Depois que montamos Brasil, quem foi que te pariu?, encontramos o texto Macunaíma e realizamos uma montagem. Foi a primeira vez que circulamos no Nordeste, mas eu tinha vindo antes, pois tenho família na Paraíba. Em contato com um grupo daqui, criamos um projeto em que iríamos construir um espetáculo a partir da literatura de cordel e do filme O homem que virou suco. Recebi um convite da Secretaria de Cultura do Crato para fazer uma residência e, junto com meu irmão, comecei a circular entre Fortaleza, João Pessoa e Recife. Nessas cidades, percebi uma falha no diálogo entre os grupos locais, pude entender como as produções artísticas se relacionavam, pude conhecer as histórias incríveis destas regiões… Ao chegar em Recife, foi muito importante ter passado por todas essas cidades antes, pois todas essas vivências passavam a ser parte da pesquisa, todas as trocas de experiências se tornavam válidas. Para a trajetória do Artemanha, ter vivido essa itinerância foi de extrema importância para chegarmos aqui na Várzea.
Agora, ao ocupar o Galpão CITTA, na Várzea, o que vocês têm (re)descoberto sobre espaços alternativos ao despertar a vida cultural de um bairro mais universitário e residencial?
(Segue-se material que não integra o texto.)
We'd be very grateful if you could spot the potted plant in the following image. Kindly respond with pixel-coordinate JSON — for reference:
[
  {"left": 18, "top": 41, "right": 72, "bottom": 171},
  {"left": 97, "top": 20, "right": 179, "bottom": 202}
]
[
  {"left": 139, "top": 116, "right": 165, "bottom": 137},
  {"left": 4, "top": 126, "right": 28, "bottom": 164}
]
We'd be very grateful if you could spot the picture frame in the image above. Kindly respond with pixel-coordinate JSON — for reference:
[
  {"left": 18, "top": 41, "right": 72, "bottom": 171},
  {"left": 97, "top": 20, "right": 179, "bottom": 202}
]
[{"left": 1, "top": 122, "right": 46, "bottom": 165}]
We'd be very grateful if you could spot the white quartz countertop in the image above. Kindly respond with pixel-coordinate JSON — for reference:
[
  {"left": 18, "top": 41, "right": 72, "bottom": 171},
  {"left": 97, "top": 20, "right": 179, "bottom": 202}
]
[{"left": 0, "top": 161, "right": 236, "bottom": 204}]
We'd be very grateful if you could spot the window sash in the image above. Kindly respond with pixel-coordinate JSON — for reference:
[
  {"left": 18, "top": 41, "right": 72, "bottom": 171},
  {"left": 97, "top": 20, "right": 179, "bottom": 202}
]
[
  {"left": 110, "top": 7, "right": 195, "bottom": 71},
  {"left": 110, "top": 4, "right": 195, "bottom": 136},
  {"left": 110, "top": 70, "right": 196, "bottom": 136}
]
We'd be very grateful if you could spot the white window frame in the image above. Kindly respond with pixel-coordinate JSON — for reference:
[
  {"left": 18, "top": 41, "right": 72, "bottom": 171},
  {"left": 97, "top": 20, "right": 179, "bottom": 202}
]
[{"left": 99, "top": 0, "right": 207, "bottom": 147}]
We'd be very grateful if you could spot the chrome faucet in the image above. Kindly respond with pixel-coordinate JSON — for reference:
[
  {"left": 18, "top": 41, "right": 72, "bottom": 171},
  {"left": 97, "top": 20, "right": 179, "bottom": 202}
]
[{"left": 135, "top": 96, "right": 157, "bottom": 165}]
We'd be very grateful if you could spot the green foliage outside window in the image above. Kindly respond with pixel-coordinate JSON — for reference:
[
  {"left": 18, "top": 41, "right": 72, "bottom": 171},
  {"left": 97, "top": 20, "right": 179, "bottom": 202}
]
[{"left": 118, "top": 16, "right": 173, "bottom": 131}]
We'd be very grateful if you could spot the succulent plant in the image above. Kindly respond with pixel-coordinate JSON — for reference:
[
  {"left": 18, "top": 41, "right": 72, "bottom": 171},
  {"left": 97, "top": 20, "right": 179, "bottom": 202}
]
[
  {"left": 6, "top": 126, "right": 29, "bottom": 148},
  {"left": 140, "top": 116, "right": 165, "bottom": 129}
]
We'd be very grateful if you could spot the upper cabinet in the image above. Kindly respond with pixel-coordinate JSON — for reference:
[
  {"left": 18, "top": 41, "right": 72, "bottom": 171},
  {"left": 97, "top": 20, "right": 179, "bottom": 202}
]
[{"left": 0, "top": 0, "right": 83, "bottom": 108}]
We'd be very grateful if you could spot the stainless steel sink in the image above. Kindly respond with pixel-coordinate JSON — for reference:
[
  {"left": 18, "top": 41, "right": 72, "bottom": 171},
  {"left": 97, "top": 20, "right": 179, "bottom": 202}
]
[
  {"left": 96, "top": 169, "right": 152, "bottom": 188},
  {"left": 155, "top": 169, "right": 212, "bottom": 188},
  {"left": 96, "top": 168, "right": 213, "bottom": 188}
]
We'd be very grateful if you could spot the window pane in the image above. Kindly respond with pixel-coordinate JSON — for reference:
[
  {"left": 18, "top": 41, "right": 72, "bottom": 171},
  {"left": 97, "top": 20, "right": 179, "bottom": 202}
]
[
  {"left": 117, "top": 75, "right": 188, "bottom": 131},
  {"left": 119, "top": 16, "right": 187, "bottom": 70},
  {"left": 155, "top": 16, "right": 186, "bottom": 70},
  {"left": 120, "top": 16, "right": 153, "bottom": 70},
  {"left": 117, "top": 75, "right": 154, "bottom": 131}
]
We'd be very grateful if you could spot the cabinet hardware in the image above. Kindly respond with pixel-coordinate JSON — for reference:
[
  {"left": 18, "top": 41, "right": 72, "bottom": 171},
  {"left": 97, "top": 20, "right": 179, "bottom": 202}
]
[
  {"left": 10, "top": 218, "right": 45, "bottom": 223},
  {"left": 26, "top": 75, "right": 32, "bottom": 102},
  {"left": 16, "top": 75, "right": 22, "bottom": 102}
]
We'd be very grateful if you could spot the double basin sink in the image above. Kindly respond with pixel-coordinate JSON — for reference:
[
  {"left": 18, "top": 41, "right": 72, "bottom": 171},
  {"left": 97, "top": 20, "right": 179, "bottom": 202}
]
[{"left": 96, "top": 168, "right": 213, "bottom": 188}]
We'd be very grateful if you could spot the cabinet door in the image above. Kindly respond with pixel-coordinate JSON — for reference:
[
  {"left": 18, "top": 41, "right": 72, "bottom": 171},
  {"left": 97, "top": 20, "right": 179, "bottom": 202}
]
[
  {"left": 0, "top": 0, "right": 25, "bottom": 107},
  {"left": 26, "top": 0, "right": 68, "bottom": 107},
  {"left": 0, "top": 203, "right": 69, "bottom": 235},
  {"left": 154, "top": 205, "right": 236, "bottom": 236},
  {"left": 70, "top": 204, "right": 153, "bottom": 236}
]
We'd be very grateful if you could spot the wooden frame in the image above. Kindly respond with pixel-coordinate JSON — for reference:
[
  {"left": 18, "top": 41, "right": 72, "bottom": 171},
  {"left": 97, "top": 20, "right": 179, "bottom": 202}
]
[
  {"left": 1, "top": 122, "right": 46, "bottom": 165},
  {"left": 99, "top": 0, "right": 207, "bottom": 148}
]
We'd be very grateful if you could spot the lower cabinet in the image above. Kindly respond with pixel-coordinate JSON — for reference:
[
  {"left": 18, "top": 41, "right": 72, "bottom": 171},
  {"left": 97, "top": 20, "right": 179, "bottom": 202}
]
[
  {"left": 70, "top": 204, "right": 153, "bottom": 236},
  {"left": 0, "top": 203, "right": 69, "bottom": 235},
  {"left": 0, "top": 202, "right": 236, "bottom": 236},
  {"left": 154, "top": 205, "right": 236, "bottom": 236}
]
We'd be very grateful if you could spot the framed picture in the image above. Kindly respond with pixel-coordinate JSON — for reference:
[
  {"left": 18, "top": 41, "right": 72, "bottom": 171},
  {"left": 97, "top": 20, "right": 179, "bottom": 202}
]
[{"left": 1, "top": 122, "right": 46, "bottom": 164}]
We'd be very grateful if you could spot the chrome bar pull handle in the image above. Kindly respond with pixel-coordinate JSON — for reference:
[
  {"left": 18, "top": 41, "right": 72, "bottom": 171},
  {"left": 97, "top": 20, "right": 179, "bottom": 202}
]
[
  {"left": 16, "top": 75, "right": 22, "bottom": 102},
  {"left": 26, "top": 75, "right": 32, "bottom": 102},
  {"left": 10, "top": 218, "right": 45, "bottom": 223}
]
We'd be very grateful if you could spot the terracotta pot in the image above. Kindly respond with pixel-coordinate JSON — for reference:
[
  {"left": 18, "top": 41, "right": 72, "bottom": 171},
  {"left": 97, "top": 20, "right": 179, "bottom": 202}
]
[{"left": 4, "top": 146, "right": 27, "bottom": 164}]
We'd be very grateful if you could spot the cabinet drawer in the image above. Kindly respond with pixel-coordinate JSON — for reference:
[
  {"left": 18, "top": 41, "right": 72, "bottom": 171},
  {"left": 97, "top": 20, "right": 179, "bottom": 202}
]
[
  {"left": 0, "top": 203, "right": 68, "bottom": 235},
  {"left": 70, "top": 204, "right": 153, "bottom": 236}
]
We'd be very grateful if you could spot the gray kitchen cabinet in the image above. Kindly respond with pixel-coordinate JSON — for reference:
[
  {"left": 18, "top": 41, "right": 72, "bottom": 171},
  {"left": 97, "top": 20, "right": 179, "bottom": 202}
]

É um grande risco. Fazer teatro é um risco. Considero que estamos em uma prancha, prestes a cair, mas resistimos. A ideia do Galpão CITTA é que trabalhemos oito horas ou mais por dia. Estávamos batalhando por um espaço e não conseguíamos, pois tínhamos que pagar e não havia recurso. Então, achamos a Várzea, onde está instalada a universidade, o Instituto Brennand, a Escola João Pernambuco… Então, vimos que esse era o local ideal para nos instalarmos. A importância desse galpão é construir um centro de pesquisa mesmo, mesmo que não montemos nenhum espetáculo. Temos que ter paciência e insistência, pois vimos que têm um tempo para que as pessoas conheçam e se aproximem. Estamos com uma campanha para fazer a construção cultural do Galpão, para montar uma biblioteca, espaço para ensaio entre outras coisas.
Alugamos esse espaço por três anos, já montamos o Hamlet e apresentamos lá mesmo. E aí, estamos buscando alternativas para custear esse espaço. Por exemplo, queremos trazer programação do MIT Territórios para o nosso espaço, na tentativa de fazer esse espaço ser administrável, receber outros grupos com ações de residência. Então, estamos percebendo o lugar em que estamos situados, para poder entender como o ambiente funciona e como podemos nos estabelecer aqui. Não locamos o espaço inocentemente, temos um planejamento que, mesmo não se concretizando da forma que pensamos, temos um eixo de trabalho que possibilita o nosso funcionamento, relacionado à transformação do MIT Paraíba para o MIT Territórios, os cursos, as apresentações, entre outras ações. Mas a nossa pretensão não é dar conta de um centro de formação regular, achamos que nos vemos como um espaço que quer criar um centro de pesquisa informal, de resistência e formação cultural.